Comienza en el adusto ambiente de una sala de audiencias, con un juez que pasa revista a las fechorías de un grupo de infractores a la ley y distribuye penas según la calidad de las faltas cometidas, que van desde el pintarrajeo de monumentos públicos o las borracheras escandalosas hasta las pequeñas estafas, las raterías y, en algún caso, una golpiza feroz derivada de un incidente callejero. Los acusados son todos jóvenes, por lo general víctimas del desempleo, sin futuro alentador a la vista. Y la mayoría son obligados a cumplir decenas o centenas de horas de trabajos comunitarios. Incluso el violento Robbie, el de la golpiza, cuyo frondoso prontuario ya registra temporadas en la cárcel: lo salva el hecho de que su novia (una influencia benéfica para él, según apunta la asistente social) está a punto de hacerlo padre por primera vez. Aun así, todos los caminos hacia la redención parecen cerrados para Robbie; lo determina su pasado violento, su temperamento irascible, una encarnizada e imparable rivalidad que le viene de lejos, y hasta un suegro dispuesto a expulsarlo de Glasgow con tal de alejarlo de su hija. Y no hay aparentemente nadie en toda la ciudad que sea capaz de pasar por alto las cicatrices que lleva en la cara y denuncian su pasado para ofrecerle un empleo.
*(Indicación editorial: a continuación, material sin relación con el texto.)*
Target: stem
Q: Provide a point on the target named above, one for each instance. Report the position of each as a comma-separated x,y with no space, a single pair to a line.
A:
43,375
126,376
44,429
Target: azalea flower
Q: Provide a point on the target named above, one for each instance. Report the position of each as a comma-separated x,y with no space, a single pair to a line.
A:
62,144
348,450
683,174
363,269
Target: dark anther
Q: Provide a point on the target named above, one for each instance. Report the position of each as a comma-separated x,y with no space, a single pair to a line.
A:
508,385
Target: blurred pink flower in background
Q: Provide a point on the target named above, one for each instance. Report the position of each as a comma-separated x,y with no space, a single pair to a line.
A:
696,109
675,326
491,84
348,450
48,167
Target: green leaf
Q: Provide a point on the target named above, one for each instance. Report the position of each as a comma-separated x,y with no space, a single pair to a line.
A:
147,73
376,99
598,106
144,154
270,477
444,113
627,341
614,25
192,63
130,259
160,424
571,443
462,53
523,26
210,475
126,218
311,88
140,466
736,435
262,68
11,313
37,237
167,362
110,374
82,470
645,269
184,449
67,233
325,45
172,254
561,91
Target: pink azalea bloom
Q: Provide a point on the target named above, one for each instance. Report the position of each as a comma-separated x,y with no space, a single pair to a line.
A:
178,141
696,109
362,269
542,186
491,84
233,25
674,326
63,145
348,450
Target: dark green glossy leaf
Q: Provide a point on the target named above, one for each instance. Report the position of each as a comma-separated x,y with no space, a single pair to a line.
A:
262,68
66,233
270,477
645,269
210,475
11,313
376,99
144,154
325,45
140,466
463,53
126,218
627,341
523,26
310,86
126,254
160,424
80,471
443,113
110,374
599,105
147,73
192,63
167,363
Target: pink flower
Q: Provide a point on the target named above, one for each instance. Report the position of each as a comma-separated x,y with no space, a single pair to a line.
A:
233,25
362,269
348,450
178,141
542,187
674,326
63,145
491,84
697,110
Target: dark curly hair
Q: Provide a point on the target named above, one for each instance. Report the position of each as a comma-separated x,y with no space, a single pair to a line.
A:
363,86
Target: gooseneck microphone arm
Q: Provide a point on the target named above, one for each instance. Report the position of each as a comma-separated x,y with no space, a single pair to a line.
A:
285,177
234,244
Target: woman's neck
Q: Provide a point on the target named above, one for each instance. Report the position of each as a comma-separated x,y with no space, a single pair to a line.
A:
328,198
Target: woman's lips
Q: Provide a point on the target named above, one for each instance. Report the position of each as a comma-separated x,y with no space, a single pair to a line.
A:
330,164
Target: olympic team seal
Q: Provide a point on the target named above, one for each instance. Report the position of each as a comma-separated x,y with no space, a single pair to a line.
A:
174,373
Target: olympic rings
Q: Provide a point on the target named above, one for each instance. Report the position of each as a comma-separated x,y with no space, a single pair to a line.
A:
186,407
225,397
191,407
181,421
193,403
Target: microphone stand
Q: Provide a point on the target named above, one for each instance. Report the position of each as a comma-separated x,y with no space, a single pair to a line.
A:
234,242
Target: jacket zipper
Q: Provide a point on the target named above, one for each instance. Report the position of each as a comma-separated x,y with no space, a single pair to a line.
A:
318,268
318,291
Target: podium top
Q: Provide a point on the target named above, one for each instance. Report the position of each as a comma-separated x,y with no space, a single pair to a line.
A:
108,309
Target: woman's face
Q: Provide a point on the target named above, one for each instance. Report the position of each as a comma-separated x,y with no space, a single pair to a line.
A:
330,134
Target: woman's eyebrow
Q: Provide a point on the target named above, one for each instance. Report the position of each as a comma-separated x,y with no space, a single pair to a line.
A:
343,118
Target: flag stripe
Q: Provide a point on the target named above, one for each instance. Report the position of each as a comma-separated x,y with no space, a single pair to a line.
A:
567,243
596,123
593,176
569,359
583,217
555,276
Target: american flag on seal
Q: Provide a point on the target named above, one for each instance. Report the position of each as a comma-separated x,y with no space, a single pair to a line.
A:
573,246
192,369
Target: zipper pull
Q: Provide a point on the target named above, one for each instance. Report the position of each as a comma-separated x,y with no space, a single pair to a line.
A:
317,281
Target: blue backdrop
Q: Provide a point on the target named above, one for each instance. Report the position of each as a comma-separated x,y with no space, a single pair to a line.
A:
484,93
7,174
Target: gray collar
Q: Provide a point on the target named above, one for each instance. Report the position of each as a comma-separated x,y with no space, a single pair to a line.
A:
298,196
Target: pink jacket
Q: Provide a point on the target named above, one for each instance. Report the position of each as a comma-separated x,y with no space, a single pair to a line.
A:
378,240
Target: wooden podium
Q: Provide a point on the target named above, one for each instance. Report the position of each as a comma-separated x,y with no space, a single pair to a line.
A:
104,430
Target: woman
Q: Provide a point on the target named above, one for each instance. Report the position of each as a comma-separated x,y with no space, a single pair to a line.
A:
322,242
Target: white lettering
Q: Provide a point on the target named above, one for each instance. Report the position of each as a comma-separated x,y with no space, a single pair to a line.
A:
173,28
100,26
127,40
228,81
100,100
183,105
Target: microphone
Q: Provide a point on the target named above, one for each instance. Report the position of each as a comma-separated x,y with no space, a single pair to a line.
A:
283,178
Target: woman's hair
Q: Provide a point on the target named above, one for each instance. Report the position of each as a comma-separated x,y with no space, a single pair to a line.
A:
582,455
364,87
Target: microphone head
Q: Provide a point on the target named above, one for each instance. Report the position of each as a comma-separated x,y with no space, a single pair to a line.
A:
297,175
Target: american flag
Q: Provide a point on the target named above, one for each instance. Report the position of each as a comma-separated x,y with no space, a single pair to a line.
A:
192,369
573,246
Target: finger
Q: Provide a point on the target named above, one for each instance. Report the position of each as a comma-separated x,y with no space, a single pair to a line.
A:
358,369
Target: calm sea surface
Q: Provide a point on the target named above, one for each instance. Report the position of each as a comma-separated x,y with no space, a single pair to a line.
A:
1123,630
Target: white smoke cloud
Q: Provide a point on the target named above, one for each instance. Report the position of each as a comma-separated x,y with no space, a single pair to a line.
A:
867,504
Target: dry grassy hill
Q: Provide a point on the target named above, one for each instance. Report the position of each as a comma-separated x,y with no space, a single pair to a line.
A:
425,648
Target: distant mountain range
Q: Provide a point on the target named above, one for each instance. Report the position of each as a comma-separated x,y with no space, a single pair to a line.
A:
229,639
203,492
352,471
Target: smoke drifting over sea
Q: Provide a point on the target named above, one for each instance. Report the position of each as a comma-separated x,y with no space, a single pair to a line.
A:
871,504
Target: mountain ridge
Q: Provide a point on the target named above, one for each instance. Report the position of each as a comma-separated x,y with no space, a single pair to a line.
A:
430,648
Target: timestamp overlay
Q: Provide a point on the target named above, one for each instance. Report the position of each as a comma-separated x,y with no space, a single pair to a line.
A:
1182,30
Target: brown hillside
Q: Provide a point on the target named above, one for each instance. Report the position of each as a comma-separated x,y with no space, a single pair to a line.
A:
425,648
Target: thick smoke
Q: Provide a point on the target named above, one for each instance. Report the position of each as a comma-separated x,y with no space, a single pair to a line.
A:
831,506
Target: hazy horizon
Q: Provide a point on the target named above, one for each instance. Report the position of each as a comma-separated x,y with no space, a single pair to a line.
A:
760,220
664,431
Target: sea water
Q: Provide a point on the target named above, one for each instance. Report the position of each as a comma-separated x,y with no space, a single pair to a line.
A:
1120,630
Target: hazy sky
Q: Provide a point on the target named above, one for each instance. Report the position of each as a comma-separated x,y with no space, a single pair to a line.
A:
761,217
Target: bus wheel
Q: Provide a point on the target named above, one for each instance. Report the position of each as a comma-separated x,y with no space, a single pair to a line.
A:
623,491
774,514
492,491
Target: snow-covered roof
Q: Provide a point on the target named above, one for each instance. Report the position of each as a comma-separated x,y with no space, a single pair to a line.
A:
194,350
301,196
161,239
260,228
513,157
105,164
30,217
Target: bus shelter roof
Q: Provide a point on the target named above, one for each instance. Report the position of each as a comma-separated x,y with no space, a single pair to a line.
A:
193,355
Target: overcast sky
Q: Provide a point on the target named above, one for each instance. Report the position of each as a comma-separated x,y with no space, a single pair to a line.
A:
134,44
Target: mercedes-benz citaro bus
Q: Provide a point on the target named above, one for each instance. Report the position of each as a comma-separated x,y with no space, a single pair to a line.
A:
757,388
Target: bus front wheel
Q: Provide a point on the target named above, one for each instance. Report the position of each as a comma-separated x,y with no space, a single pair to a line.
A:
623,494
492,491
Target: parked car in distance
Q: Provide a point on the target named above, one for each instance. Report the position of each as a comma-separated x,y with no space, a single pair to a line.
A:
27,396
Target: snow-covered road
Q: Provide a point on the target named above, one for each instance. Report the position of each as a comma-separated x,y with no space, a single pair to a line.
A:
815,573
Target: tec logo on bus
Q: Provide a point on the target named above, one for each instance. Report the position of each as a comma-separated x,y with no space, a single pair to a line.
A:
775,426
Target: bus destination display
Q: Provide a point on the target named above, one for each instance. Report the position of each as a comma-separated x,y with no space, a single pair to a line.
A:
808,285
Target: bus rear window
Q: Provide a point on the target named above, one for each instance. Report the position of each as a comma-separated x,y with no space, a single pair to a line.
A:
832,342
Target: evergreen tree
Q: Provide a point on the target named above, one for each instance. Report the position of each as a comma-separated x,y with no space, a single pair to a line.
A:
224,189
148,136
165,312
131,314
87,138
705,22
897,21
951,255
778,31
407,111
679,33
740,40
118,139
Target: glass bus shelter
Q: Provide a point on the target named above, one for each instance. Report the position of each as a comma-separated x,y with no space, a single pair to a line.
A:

Estamos, como se ve, en el mundo de Ken Loach, entre los excluidos del sistema, los que siempre han pasado inadvertidos por la declamada igualdad de oportunidades. Pero el cine comprometido con lo social del laureado director inglés -aquí más optimista que nunca- ha elegido esta vez un tono más liviano, próximo a la comedia y, tal vez, a la fábula. Del clima severo del ámbito judicial del comienzo se llegará a las sonrisas esperanzadas del final. En el camino hacia esa esperanza (y a la redención del protagonista) habrá un invitado sorpresa: el whisky.
Y también, fundamental, el buen samaritano que tiende una mano al muchacho y trae consigo el humanismo clásico de Loach. Al que se agregan el inesperado talento natural que Robbie esconde en su nariz y una única y picaresca recaída en el delito. Porque, como en Los desconocidos de siempre , con los que guardan algún parentesco, además de generar similar simpatía, los perdedores de Loach se conocen mientras cumplen su condena lijando y pintando paredes. Y como aquellos, también planean un golpe.
El botín, hasta entonces impensado para ellos, les saldrá al encuentro gracias a un encadenamiento de circunstancias. Cuando el supervisor que está a cargo de los "condenados" celebra con un brindis el nacimiento del hijo de Robbie, lo introduce, sin proponérselo, en los secretos del whisky. Y no sólo eso: termina descubriendo en el muchacho sus excepcionales dotes de catador. Del ingreso en ese mundo de refinados sibaritas, coleccionistas y millonarios capaces de gastar fortunas para conseguir las variedades más cotizadas de la bebida nacional escocesa y del traslado de la acción a las Highlands provienen no sólo la idea del "golpe", sino también algunas de las escenas más divertidas, las más ilustrativas (la visita a la destilería es casi un pequeño documental sobre whisky) y las ironías más sutiles que aporta el guión de Paul Laverty.
La parte de los ángeles (se refiere al 2 por ciento de alcohol que se pierde cada año en las barricas) es una comedia social graciosa y al mismo tiempo conmovedora y lo es también gracias a la naturalidad de su elenco, en el que descuellan los intérpretes no profesionales (Paul Brannigan, el protagonista, es todo un hallazgo) y los consagrados, como John Henshaw, el generoso Harry.